Isaac for Manipulation#

Isaac for Manipulation is a collection of GPU-accelerated packages for perception-driven manipulation, providing capabilities such as object detection, pose estimation, and time-optimal collision-free motion generation using cuMotion. These packages are distributed in individual repositories as part of Isaac ROS to maximize reuse and flexibility.

The Isaac Manipulator repository contains reference workflows that currently leverage the following Isaac packages:

Isaac ROS cuMotion for optimal-time, collision-free trajectory generation.
Isaac ROS Nvblox for local 3D reconstruction and obstacle detection.
Isaac ROS DNN Stereo Depth for learning-based stereo depth estimation.

Many deployments would also benefit from one or more of the following Isaac packages:

Isaac ROS Object Detection for detecting objects using SyntheticaDETR trained models.
Isaac ROS Pose Estimation for estimating the pose of objects using FoundationPose.
Isaac ROS Image Pipeline for GPU-accelerated image processing.

Reference Architecture#

The Isaac for Manipulation Reference Architecture explains the components used in Isaac for Manipulation at a high level.

Isaac for Manipulation Reference Architecture

Setup Guide#

Isaac for Manipulation Setup Guide

Tutorials#

The tutorials detail options for implementing Isaac for Manipulation workflows with a specific example.
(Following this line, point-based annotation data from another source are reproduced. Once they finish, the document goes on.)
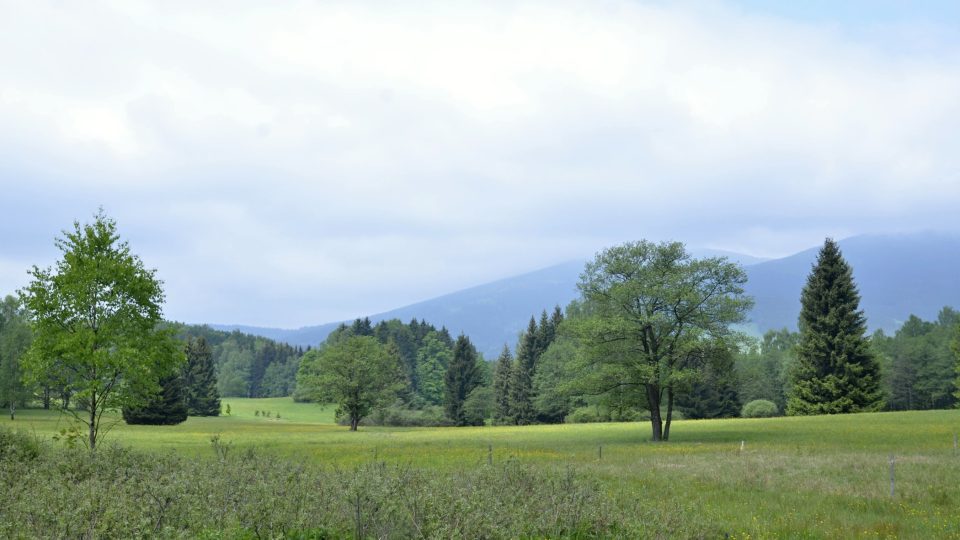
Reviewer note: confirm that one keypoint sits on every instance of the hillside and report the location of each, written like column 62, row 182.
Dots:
column 898, row 275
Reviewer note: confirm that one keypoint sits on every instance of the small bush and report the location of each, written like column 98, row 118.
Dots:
column 592, row 413
column 17, row 446
column 399, row 416
column 760, row 408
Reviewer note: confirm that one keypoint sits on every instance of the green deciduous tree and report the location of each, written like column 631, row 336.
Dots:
column 463, row 376
column 521, row 387
column 15, row 338
column 200, row 379
column 836, row 370
column 95, row 318
column 356, row 372
column 648, row 310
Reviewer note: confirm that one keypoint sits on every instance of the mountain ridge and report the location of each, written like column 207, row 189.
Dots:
column 915, row 280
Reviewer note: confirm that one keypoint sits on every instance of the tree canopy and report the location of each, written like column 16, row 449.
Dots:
column 649, row 312
column 836, row 369
column 95, row 318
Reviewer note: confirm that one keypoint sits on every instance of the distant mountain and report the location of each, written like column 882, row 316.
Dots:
column 898, row 275
column 492, row 314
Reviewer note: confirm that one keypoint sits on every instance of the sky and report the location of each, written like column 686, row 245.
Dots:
column 295, row 163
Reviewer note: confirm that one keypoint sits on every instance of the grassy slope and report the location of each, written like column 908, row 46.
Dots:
column 822, row 476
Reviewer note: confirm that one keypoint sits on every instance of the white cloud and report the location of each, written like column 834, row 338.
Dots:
column 331, row 159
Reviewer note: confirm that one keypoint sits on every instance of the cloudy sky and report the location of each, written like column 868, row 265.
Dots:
column 294, row 163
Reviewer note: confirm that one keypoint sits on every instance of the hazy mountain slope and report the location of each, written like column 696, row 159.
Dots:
column 491, row 314
column 897, row 275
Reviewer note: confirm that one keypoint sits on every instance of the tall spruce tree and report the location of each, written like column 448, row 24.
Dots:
column 502, row 376
column 167, row 408
column 463, row 375
column 521, row 387
column 836, row 370
column 200, row 379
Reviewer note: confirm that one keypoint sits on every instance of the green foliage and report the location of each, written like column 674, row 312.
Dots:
column 247, row 365
column 478, row 406
column 763, row 371
column 15, row 338
column 95, row 318
column 760, row 408
column 521, row 387
column 433, row 359
column 502, row 377
column 200, row 379
column 557, row 368
column 836, row 369
column 252, row 495
column 398, row 415
column 233, row 377
column 167, row 408
column 918, row 362
column 357, row 373
column 462, row 377
column 712, row 392
column 955, row 346
column 649, row 310
column 17, row 446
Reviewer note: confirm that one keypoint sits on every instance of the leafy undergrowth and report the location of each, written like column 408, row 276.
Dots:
column 812, row 477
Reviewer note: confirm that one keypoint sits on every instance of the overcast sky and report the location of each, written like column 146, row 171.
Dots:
column 295, row 163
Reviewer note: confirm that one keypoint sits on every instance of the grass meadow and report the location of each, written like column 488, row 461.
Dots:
column 811, row 477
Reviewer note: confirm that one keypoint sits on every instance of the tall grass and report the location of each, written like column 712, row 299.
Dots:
column 824, row 476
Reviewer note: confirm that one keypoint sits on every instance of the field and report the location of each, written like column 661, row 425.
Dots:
column 809, row 477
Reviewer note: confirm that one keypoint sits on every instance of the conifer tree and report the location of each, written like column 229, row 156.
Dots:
column 502, row 376
column 200, row 379
column 836, row 370
column 521, row 387
column 463, row 375
column 167, row 408
column 955, row 347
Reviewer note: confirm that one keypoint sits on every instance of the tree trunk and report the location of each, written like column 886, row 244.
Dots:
column 656, row 423
column 666, row 430
column 93, row 424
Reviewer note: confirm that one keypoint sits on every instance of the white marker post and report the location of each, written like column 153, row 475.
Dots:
column 893, row 480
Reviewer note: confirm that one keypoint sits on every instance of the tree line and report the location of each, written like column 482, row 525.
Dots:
column 652, row 337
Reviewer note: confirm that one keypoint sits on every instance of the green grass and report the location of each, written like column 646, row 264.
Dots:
column 824, row 476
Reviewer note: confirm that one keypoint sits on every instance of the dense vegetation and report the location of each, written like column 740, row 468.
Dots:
column 810, row 477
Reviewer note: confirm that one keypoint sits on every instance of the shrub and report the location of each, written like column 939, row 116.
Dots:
column 399, row 416
column 17, row 446
column 760, row 408
column 593, row 413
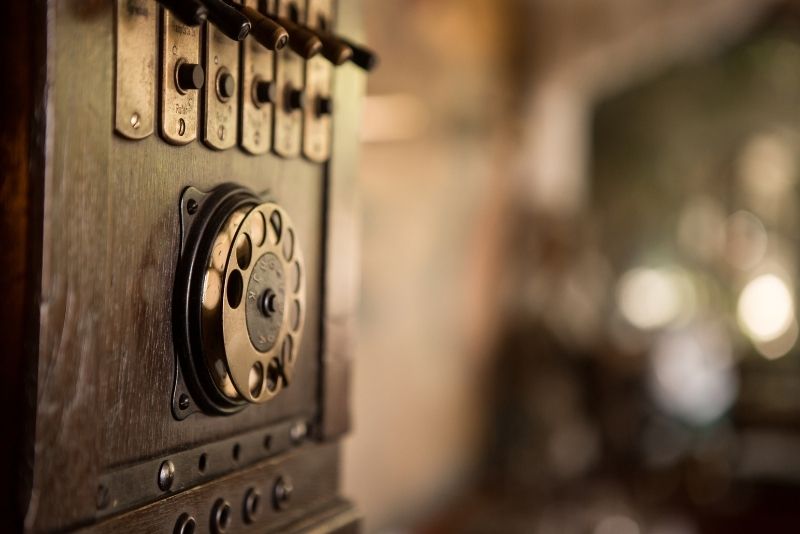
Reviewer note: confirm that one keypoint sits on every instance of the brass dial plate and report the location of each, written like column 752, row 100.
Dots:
column 252, row 352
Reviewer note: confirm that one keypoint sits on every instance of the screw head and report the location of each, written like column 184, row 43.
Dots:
column 252, row 505
column 296, row 100
column 166, row 475
column 185, row 524
column 282, row 492
column 264, row 92
column 220, row 516
column 324, row 106
column 189, row 76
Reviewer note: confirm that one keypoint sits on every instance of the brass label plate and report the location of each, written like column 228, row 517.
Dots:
column 289, row 75
column 220, row 113
column 258, row 64
column 137, row 44
column 178, row 110
column 319, row 80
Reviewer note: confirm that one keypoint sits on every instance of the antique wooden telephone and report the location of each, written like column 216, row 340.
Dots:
column 178, row 231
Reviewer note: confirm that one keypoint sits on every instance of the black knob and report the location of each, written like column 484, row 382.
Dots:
column 301, row 40
column 264, row 92
column 189, row 12
column 362, row 56
column 296, row 100
column 266, row 31
column 228, row 19
column 189, row 76
column 324, row 106
column 226, row 85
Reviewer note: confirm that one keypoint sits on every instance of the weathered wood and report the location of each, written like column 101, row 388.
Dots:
column 103, row 355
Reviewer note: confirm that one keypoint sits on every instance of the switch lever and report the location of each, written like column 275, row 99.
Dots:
column 189, row 12
column 266, row 31
column 228, row 19
column 302, row 40
column 362, row 56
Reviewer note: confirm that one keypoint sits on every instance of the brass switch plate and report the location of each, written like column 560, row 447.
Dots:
column 180, row 43
column 289, row 75
column 136, row 27
column 258, row 65
column 220, row 111
column 319, row 81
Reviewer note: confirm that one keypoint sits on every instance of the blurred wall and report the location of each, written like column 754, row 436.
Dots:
column 477, row 118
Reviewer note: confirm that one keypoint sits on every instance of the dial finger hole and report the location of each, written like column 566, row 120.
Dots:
column 256, row 381
column 258, row 229
column 244, row 251
column 212, row 290
column 294, row 316
column 288, row 245
column 286, row 350
column 219, row 252
column 234, row 289
column 273, row 375
column 276, row 227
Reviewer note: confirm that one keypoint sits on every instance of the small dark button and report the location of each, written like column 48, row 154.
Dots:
column 190, row 77
column 324, row 106
column 296, row 100
column 264, row 92
column 226, row 85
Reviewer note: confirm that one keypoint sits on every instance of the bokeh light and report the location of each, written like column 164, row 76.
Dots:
column 766, row 308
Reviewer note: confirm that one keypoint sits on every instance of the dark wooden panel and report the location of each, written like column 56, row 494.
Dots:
column 109, row 242
column 313, row 471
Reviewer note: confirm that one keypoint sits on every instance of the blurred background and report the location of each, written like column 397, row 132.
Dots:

You can develop similar things, but customized for your workflow.

Isaac for Manipulation Tutorials

Packages#

Application Notes and Limitations#

The reference workflows have been tested on Jetson AGX Thor with the following camera configurations:

One or two RealSense D455 cameras

Combinations of different depth cameras have not been tested.
The maximum number of cameras is constrained by both hardware limitations (specifically available USB 3 bandwidth or number of available GMSL ports) and by performance considerations. In particular, environment reconstruction using Nvblox has been tested with at most two cameras.
For workflows that involve object perception using RT-DETR, FoundationPose, or DOPE, only a single camera is used for that purpose. A second camera may be used together with the first for environment reconstruction using Nvblox.
The overhead associated with object perception is lower for the Pick and Place workflow than it is for object following. This is because the perception models are run on demand (using an action call) for the former, while they’re run for every input frame for the latter. For object following, the input frame rate is limited by a Drop node to reduce overhead and avoid work wasted on stale detections.
As is common for cameras such as the RealSense D455, the computed depth may be inaccurate for shiny surfaces. If the robot itself is reflective, inaccurate depth may result in spurious points in the point cloud that are not filtered out by the cuMotion robot segmentation node, which operates in three dimensions. These spurious points would then manifest as occupied voxels in the 3D reconstruction computed by nvblox, possibly causing planning failures or less-than-optimal motion plans.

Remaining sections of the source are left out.